What I have been learning is that when you are close to a peer(s) and you distance yourself from these people who are emotionally toxic yet powerful and well connected, it makes more labour for you in terms of networking, getting connected with just the right people, learning the ropes, and having your work known by others; but in the end it is worth it.
Not having that powerful and seasoned professional by your side to give you the ins and outs of a cutthroat industry makes the struggle even harder, but I was alright with this, my personal values were more important.
If your career-based circle of associates requires that you cut others down, eliminate your competition with dishonest words or actions; and your emerging business plan includes a social media smear campaign against people you (or they) don’t like; take a pass, this is necessary. Your mentors and those who are part of your career circle heavily influence your behaviour, values, and personal work ethic.
Ask yourself, “what part of who I am as a person is being sacrificed in order to stay within this career based inner circle”?

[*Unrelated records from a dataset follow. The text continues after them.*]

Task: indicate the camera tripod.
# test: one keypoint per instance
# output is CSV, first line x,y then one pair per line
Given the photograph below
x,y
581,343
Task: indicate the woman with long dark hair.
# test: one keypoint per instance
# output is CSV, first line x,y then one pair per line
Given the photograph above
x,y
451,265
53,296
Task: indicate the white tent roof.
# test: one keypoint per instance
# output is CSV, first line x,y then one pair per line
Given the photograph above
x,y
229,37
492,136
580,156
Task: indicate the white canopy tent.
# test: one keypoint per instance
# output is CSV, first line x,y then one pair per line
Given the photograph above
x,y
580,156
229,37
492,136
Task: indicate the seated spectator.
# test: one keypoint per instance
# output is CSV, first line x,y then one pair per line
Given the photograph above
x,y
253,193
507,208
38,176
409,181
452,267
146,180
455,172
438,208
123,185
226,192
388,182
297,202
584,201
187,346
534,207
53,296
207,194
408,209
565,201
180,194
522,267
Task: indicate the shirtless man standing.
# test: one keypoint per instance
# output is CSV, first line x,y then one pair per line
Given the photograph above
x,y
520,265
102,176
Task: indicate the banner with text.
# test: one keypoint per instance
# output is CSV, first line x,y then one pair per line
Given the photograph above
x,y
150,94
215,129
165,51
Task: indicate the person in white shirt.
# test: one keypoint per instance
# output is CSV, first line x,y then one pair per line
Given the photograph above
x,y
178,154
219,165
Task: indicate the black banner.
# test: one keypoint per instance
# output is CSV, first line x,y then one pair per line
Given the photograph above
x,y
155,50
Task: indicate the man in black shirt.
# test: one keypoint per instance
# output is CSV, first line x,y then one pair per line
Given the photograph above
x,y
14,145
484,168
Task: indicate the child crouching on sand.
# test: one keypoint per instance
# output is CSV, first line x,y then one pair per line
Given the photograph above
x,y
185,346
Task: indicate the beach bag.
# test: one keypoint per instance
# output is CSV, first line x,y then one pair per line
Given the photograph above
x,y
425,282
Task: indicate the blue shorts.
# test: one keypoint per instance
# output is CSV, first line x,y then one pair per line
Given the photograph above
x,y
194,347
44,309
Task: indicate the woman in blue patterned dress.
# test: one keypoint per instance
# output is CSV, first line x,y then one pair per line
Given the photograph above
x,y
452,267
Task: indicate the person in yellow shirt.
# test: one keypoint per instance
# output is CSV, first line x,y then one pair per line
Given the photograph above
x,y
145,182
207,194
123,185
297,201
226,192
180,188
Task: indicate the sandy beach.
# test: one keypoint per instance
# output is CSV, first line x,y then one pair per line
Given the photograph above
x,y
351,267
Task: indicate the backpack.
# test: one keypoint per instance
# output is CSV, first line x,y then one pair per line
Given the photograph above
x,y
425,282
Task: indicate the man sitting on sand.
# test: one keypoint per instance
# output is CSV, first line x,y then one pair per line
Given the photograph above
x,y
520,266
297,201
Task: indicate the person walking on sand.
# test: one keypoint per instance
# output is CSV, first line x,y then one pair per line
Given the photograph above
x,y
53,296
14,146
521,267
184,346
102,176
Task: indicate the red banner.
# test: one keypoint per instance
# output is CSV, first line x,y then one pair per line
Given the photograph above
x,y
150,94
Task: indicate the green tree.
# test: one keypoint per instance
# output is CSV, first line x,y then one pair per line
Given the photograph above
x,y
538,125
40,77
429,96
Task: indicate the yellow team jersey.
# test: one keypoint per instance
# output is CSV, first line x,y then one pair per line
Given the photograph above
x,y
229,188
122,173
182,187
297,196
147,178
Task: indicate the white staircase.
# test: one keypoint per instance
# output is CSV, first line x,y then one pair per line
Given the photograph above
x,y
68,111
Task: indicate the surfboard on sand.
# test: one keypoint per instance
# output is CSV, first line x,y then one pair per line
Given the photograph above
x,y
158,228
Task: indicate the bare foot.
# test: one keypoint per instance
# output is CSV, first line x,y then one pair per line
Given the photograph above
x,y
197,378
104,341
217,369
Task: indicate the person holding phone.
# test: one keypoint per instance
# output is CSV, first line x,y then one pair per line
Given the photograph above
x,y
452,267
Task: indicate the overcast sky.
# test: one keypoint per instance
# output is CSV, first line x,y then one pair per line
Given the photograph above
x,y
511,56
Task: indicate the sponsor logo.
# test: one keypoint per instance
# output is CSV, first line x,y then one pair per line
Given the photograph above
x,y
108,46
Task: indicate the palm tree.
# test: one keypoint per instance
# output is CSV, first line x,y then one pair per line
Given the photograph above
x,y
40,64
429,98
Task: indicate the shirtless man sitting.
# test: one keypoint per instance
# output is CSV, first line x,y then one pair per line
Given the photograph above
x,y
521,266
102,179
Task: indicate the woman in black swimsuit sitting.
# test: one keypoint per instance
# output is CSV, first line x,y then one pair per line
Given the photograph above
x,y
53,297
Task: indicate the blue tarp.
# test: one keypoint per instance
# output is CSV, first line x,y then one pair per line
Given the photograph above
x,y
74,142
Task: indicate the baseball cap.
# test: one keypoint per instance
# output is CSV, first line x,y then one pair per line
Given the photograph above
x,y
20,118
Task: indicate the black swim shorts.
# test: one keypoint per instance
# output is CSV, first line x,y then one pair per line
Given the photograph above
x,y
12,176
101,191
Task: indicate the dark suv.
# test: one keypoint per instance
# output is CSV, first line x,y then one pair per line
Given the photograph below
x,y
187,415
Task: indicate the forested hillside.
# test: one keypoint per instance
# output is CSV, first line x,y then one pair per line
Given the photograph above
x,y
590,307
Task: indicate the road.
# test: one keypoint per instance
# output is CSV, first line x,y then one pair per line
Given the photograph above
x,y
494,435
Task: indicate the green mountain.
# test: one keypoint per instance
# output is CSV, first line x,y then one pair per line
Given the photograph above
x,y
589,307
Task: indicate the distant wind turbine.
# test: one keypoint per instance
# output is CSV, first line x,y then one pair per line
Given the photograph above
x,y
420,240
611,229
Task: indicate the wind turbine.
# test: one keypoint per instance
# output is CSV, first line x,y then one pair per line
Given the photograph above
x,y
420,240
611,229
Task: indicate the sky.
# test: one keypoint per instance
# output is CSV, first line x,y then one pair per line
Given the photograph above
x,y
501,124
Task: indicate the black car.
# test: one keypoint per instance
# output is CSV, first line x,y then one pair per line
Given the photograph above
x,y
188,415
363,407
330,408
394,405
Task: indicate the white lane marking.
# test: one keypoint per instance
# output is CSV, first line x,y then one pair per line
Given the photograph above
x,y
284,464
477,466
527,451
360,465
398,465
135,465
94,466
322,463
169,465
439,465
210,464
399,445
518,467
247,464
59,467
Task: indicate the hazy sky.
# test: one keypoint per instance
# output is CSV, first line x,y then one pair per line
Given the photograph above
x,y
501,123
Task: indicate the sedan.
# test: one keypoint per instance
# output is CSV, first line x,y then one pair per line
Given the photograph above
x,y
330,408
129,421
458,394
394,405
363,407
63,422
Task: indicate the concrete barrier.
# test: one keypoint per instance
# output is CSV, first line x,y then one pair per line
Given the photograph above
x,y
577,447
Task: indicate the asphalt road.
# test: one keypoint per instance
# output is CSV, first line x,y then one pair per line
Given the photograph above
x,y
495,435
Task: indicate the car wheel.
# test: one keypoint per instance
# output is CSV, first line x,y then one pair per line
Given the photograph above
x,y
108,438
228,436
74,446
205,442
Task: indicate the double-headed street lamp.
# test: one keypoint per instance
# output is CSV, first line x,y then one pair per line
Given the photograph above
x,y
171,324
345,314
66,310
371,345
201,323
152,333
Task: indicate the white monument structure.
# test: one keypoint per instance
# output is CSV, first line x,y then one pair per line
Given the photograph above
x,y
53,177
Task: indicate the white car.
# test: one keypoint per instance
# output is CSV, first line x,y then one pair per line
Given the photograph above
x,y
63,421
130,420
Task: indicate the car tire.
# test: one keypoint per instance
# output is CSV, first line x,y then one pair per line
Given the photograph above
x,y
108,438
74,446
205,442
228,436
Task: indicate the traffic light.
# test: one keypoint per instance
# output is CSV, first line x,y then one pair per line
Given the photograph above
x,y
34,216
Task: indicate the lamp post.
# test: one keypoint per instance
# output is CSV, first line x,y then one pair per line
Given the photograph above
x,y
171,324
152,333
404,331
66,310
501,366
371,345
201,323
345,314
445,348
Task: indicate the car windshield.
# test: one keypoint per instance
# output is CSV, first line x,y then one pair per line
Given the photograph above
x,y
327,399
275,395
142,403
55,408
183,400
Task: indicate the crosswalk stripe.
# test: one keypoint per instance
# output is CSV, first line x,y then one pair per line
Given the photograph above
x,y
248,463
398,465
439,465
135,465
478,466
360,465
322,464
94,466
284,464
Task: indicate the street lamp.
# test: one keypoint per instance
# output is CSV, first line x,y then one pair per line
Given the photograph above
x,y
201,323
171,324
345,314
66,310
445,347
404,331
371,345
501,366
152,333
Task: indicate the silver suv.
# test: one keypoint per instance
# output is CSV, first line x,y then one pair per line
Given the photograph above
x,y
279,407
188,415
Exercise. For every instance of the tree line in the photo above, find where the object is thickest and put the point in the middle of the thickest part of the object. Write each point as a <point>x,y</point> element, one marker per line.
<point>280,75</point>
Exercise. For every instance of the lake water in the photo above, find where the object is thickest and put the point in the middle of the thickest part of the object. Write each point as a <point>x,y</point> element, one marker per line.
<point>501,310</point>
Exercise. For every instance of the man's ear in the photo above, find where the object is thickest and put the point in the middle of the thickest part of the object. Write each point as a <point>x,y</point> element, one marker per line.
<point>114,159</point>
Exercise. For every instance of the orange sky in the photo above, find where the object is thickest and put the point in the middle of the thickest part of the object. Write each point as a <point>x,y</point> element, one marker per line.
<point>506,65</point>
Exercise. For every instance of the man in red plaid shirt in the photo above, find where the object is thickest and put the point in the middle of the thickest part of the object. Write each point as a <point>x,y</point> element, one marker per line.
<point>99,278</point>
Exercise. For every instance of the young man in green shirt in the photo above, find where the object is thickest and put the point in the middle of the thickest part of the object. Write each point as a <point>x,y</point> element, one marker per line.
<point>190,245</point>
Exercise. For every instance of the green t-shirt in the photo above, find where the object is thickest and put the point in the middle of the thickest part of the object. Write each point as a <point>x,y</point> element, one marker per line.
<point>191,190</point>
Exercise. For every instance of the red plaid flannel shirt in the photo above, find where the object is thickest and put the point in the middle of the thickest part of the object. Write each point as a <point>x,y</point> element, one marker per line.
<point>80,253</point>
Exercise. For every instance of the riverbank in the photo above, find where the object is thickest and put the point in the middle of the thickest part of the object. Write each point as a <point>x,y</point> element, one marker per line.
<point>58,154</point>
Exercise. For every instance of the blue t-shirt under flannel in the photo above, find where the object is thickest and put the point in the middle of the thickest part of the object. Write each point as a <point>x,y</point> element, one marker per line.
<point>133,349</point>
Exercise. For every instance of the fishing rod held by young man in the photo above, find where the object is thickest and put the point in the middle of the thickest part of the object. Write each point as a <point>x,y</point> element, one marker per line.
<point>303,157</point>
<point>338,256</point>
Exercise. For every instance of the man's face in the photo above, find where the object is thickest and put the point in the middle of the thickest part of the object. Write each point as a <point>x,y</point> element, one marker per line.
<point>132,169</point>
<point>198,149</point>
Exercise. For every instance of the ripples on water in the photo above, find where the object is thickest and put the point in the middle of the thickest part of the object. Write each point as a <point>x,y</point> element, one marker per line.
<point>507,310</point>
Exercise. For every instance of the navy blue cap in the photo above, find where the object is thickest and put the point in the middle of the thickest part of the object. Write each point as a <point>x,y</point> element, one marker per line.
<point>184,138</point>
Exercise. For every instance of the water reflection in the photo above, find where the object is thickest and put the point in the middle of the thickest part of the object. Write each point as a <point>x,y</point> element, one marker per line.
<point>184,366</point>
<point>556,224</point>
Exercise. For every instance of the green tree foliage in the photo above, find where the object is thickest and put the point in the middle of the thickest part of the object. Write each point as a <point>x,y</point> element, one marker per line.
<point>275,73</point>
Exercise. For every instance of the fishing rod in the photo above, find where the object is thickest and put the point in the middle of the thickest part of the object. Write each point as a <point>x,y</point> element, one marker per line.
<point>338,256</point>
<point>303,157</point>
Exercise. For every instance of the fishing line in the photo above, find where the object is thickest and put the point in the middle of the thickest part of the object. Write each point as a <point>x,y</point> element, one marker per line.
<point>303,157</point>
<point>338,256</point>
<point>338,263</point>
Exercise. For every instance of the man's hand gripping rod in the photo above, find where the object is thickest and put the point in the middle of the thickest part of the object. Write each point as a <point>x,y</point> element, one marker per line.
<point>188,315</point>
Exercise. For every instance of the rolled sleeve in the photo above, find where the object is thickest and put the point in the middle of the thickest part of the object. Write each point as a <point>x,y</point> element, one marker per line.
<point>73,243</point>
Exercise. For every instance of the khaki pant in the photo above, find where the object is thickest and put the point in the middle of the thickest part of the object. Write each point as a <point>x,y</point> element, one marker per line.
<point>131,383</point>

Is the sacrifice and trade-off your…?
- personal values
- unnecessary time away from your family
- money that you don’t have to spare
- integrity and honesty
- healthy character traits
- long-time friendships (healthy ones)
- your faith/religion
- keeping up shallow and superficial appearances
- constant emotional and mental fatigue that isn’t directly related to the production of your work
- abandoning your own dreams or personal goals in order to people-please
- decrease in quality of your own work
Count the costs, not just short-term, but long term as well. It can be difficult to set boundaries with people who have direct influence on your work, reputation, and income, but I encourage you to find a way to create a healthy distance between yourself and industry peers who have a spirit of spitefulness, revenge, pettiness, and exclusion. The slower path to career fulfillment will leave you with a clearer conscience knowing your achievements were obtained without having to sabotage peers, belittle the work of others, or step all over people.
When you take the more laborious and often longer path, do so because the other option was not a part of who you are as a person, nor who you aspire to become. Recognize that people who thrive from their toxic behviour are often personally scared and insecure, and might even have developed such ways of living due to past trauma. But remember, it is not your problem to deal with. Be willing to operate in a different way without seeing yourself as better than anyone else or allowing bitterness and self-doubt to permeate your mind and your work. This is how you “judge without judging”.